We included systematic reviews examining perioperative quality indicators in patients ≥ 18 yr of age undergoing noncardiac surgery. We excluded studies if the reviews 1) included mixed populations of medical or surgical patients where perioperative indicators could not be separated from other types, 2) focused on surgical, nursing, or critical care quality indicators, 3) did not meet all eleven criteria of the JBI critical appraisal checklist17 (see ESM eTable 1 for full checklist).

Screening

Title and abstract screening was performed in duplicate by two independent reviewers (F. N., G. L.). Disagreements were reviewed and resolved by consensus with a senior team member (G. H.). If uncertainty remained, the full text of the study was reviewed. Full texts were also reviewed independently and in duplicate for consensus; disagreements were resolved with a third reviewer. The screening process was completed using DistillerSR (Evidence Partners, Ottawa, ON, Canada), a web-based systematic review platform.

Risk of bias assessment

Risk of bias assessment of the included systematic reviews was performed by adaptation of an existing risk of bias assessment tool.20 As there is no specific tool available to assess the risk of bias in systematic reviews of quality indicators, we used the AMSTAR 2 (revised A MeaSurement Tool to Assess systematic Reviews)21 criteria that our team determined to be applicable to reviews of quality indicators (see ESM eTable 2 for all AMSTAR 2 criteria). AMSTAR 2 denotes criteria as critical or noncritical. Critical criteria relevant to our study were criteria 2 (protocol registration prior to commencement of review), 4 (adequacy of the literature search), and 7 (justification for excluding individual studies). Noncritical criteria that were also assessed were 1, 3, 5, 6, and 16. Criteria 8–15 did not apply to our included studies.
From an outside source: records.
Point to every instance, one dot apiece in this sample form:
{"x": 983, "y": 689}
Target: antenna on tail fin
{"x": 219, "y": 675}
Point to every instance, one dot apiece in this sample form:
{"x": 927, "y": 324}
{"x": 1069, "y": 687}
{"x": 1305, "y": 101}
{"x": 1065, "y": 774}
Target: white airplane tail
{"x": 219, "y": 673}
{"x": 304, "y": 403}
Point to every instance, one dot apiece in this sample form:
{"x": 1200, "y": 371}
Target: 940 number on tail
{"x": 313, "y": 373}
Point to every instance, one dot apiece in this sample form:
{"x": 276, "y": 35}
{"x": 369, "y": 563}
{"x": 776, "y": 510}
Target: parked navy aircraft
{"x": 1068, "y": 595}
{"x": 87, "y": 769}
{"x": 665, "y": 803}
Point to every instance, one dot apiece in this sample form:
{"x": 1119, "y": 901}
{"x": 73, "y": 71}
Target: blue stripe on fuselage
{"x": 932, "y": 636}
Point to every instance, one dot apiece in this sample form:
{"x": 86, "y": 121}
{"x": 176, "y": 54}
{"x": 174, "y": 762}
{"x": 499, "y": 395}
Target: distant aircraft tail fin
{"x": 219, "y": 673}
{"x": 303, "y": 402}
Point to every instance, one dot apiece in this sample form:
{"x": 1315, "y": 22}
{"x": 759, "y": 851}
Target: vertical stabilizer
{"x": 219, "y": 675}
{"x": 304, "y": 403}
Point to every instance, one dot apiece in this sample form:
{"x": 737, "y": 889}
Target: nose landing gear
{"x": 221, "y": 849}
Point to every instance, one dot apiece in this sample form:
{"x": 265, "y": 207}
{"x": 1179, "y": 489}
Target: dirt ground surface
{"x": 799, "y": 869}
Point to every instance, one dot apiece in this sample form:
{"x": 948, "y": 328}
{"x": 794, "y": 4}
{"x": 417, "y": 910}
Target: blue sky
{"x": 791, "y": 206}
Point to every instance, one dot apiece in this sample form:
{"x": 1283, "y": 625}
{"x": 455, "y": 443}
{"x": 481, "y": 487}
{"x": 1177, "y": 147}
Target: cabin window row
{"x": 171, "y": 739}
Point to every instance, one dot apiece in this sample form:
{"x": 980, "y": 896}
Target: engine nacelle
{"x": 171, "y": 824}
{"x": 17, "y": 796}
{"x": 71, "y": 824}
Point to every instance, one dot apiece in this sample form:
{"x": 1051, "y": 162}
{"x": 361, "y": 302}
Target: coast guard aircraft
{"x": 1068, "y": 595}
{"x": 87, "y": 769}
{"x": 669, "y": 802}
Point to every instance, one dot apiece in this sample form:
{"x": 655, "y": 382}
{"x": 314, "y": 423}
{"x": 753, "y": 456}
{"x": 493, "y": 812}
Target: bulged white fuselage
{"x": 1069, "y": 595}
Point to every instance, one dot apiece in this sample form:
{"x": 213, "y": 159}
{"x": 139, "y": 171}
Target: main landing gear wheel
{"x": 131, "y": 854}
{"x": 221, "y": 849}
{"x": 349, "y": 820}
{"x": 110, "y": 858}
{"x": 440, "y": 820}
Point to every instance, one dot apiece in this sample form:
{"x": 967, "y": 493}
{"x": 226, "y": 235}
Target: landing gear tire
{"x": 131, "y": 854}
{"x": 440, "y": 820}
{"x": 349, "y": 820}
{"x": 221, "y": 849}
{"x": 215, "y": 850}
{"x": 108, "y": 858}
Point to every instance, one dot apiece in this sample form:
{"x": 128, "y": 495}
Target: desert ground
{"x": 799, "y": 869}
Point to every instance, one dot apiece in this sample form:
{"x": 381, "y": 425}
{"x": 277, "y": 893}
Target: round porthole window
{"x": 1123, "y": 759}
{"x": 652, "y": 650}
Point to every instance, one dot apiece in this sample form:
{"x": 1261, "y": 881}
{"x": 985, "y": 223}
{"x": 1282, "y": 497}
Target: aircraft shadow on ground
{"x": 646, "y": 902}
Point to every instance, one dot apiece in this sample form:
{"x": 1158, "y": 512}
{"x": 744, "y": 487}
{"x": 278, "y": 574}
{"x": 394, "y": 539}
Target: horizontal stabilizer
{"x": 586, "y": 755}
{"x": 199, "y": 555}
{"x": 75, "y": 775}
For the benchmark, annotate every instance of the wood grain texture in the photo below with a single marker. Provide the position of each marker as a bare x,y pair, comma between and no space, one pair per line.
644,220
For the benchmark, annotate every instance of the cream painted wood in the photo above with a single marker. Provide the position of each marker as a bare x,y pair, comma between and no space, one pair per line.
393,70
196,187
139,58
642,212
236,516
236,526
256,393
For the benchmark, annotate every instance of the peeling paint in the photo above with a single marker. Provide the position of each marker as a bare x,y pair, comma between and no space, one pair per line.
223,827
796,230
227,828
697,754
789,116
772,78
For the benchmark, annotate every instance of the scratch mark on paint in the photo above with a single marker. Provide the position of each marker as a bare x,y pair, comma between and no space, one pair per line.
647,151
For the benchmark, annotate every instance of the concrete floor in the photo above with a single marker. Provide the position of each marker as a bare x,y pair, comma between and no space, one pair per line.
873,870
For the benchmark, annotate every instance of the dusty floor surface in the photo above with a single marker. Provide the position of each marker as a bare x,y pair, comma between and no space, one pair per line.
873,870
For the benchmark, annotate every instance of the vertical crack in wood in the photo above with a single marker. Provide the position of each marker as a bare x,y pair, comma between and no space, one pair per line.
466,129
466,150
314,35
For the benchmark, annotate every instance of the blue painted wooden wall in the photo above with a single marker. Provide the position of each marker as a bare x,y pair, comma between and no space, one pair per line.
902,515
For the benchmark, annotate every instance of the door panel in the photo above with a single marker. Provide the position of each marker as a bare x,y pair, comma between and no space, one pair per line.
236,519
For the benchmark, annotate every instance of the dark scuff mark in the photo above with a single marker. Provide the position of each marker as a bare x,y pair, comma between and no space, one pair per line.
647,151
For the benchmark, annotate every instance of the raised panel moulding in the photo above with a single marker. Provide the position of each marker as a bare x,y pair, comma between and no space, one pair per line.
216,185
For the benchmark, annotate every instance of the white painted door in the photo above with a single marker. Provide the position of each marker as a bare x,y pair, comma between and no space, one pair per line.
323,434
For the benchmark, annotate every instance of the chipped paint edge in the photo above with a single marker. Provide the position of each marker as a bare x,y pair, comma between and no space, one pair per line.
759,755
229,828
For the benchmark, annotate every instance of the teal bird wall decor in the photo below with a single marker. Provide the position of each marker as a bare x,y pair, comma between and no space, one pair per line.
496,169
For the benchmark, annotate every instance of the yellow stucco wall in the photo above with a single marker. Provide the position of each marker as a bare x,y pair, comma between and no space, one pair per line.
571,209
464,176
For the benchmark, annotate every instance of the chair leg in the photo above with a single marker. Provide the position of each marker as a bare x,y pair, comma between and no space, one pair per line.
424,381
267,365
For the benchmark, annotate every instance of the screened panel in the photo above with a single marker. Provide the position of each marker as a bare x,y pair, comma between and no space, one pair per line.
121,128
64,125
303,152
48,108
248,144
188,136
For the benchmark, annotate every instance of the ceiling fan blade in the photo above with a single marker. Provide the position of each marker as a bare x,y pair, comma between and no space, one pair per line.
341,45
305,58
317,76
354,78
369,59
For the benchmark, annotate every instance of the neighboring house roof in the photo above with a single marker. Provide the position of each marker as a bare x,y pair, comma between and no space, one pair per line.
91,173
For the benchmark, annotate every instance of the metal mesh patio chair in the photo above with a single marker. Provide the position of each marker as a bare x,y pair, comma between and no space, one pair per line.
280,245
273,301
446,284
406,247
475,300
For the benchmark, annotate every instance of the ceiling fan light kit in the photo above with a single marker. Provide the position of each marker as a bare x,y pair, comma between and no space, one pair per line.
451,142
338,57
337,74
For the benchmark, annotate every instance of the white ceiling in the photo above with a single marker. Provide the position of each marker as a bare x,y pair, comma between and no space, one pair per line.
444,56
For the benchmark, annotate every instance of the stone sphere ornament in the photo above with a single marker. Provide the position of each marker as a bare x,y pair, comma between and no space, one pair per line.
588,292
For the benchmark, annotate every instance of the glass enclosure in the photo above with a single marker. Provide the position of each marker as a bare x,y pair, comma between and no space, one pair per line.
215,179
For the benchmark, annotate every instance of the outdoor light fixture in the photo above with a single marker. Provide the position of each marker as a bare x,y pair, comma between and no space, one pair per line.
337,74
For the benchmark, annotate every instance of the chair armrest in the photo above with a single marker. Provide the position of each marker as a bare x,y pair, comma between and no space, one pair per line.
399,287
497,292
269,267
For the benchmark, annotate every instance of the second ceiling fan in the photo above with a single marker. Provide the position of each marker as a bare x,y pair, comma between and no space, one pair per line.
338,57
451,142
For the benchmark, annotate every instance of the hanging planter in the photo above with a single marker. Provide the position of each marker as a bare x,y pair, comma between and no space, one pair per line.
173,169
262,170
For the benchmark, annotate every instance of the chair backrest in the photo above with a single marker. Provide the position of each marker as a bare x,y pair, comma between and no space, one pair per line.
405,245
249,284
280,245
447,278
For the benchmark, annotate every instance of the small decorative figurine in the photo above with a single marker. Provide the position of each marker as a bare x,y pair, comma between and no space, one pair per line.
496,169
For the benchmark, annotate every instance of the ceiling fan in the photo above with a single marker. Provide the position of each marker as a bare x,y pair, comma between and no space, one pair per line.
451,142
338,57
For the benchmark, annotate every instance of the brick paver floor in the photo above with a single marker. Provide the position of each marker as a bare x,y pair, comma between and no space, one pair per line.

The risk of bias assessment was completed in duplicate by two independent reviewers. Discrepancies were resolved by consensus. Included studies were assigned an overall level of confidence as “high” (0–1 noncritical weakness), “moderate” (> 1 noncritical weakness), “low” (one critical flaw with or without a noncritical weakness), or “critically low” (more than one critical flaw with or without noncritical weaknesses) according to the AMSTAR 2 criteria as outlined in Box 2.17

Data extraction

The primary outcome was any perioperative quality care indicator that could be directly attributed to the practice of anesthesiology. For example, the appropriate administration, timing, and dose of prophylactic antibiotics by an anesthesiologist was considered to be an anesthetic indicator, while the development of surgical site infection was considered to be multifactorial. Data were extracted from full text using a prespecified and piloted data collection form. The data extraction was completed using forms created with Airtable (San Francisco, CA, USA), a spreadsheet-database platform. Quality indicators were collected from systematic reviews by an individual reviewer, unless a systematic review included more than ten indicators, in which that study was reviewed in duplicate to ensure no indicators were missed. All indicators were reviewed in duplicate after being collected from the original systematic review. Discrepancies or uncertainties were discussed with a senior author. Where applicable, the surgical subspeciality focus of an included quality indicator was extracted and categorized as reported in the included review. All indicators were classified into the Donabedian framework per the original systematic review, or by the review team if not previously classified. Along with classification by Donabedian domain, each indicator was also classified according to the most relevant perioperative phase of care (preoperative, intraoperative, postoperative). An indicator was classified as being “perioperative” if it was relevant to all three perioperative phases of care. If an indicator could be applied to multiple (> 1) but not all perioperative phases, it was also classified into the perioperative phase, which was used to classify any indicator that could not be uniquely classified into the preoperative, intraoperative, or postoperative phases. The classification process was performed in duplicate by two authors (F. N., G. L.). Any disagreements or uncertainty were reviewed and resolved in consensus with a senior team member (G. H.). If an indicator was assigned to multiple domains by the original authors, reviewers determined the most relevant domain through consensus.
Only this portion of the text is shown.